Founders Who Can't Explain Their Customer Are Guessing at Everything Else
Most founders can tell me their revenue, their CAC, their ROAS. They've got the dashboard memorized. But ask them to describe their actual customer — the person buying — and suddenly they're pitching me an addressable market.
"Women 18 to 45 who care about wellness."
That's not a customer. That's half the country.
I've sat across from founders doing $3M who genuinely cannot tell me who is buying their product. Not in any real way. They know the demographic slice their Meta ads target. They don't know the person. And that gap — between data and understanding — is where most brands quietly fall apart.
The founders who scale fast have a specific person in their head. Not a persona deck. Not a Notion doc titled "ICP." A real human being they're building for, who they could describe like a mutual friend. The kind of customer who shows up in their DMs, whose reviews they've read ten times, whose behavior they've tracked across every touchpoint.
When I was building Doe Lashes, I knew exactly who was buying. She was a college student or young professional. She wanted a lash that looked natural, not theatrical — something that photographed well without screaming "I'm wearing lashes." She was conscious about what she put near her eye. She wanted to feel good about the brand, not just the product. That specificity shaped everything: pricing, packaging, the tone of every caption, how we handled returns.
You can't make good decisions without that clarity. Every choice downstream — the product expansion, the price point, the channel mix, the unboxing experience — gets easier when you know who you're making it for.

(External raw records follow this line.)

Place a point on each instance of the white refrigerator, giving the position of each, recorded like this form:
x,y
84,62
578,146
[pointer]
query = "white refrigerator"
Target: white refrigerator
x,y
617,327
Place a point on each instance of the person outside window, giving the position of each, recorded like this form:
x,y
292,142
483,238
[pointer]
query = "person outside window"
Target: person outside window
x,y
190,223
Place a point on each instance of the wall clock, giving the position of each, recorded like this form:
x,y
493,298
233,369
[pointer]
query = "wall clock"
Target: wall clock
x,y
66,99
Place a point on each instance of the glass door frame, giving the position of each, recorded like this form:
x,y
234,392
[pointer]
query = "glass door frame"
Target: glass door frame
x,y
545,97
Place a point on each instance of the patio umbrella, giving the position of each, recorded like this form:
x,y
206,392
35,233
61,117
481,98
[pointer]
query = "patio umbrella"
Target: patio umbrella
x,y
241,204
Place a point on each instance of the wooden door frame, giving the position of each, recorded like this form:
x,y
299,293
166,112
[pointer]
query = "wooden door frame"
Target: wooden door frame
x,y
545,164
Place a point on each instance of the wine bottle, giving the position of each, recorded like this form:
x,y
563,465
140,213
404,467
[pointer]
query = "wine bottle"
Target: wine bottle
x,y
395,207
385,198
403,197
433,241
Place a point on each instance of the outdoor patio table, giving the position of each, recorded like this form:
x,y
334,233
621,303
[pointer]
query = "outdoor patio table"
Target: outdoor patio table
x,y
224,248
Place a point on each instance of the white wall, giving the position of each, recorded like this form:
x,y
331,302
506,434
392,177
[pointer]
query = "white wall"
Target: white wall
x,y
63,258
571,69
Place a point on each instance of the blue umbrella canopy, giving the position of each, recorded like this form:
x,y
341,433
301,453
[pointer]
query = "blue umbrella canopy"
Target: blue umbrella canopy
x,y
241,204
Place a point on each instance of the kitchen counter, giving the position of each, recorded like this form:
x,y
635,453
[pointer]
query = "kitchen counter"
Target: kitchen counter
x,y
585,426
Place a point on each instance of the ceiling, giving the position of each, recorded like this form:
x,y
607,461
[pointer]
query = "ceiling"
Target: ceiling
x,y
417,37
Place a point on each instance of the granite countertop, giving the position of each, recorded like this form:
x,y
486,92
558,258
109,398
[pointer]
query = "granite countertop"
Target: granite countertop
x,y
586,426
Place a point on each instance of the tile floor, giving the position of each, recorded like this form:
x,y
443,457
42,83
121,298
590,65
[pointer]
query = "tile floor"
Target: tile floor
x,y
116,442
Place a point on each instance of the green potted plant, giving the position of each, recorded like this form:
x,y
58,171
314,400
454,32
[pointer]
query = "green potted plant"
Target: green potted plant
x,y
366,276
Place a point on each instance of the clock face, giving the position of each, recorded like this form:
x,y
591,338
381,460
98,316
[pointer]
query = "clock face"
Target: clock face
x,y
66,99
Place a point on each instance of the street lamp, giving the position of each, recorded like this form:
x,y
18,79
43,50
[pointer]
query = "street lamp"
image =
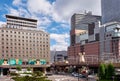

The brands I see stalling at $1M to $2M almost always have the same root issue. They went wide too early. They optimized for reach instead of resonance. They made their messaging vague enough to include everyone, which meant it landed hard with no one. The customer base became a blur — different people with different expectations, none of them fully served, none of them loyal the way you need them to be when paid acquisition gets expensive.
Specificity feels like risk. It's actually the opposite.
The narrower and truer your customer understanding is, the better your retention. Because those customers feel seen. The packaging feels like it was made for them. The emails don't read like a newsletter blast. The product improvements land because they actually solve the right problems.
I ask every founder I meet some version of the same question: "Tell me about the last customer who emailed you or left a review — what did they say?" The good ones light up. They can tell me the context, the story, what surprised them about the feedback. The ones I worry about go quiet or pivot to aggregate stats. They're managing a funnel, not building for a person.
This shows up in packaging all the time. At Paking Duck, we work with brands across every category, and the briefs we get tell us a lot about whether a founder knows their customer. The best briefs are specific about feel, about moment, about who's holding the box and what they're supposed to feel when they open it. The weak ones say "premium but affordable, clean, modern." That's a vibe board. It's not a direction.
The brief reflects the founder's relationship to their customer. If they know the person, they know the moment. If they know the moment, the packaging brief almost writes itself.
There's also an investment angle here. When I'm looking at a brand for Wonghaus, one of the fastest signals I get is how a founder talks about their customer in conversation — not in the deck, not in the prepared pitch, but off the cuff. Do they talk about customers as a segment or as people? Do they bring up specific interactions? Are they curious about behavior or just optimizing metrics?
The ones who think in segments tend to build businesses that are hard to differentiate. The ones who think in humans tend to build brands — things with texture and loyalty and defensibility that pure performance plays never develop.
Your customer is the strategy. Everything else — the product roadmap, the packaging evolution, the channel decisions, the retention plays — flows from how well you understand who that person actually is.
If you can't describe your buyer in one specific sentence right now, that's the work. Not the new SKU. Not the campaign. Not the rebrand.
Figure out who you're for. The rest gets clearer fast.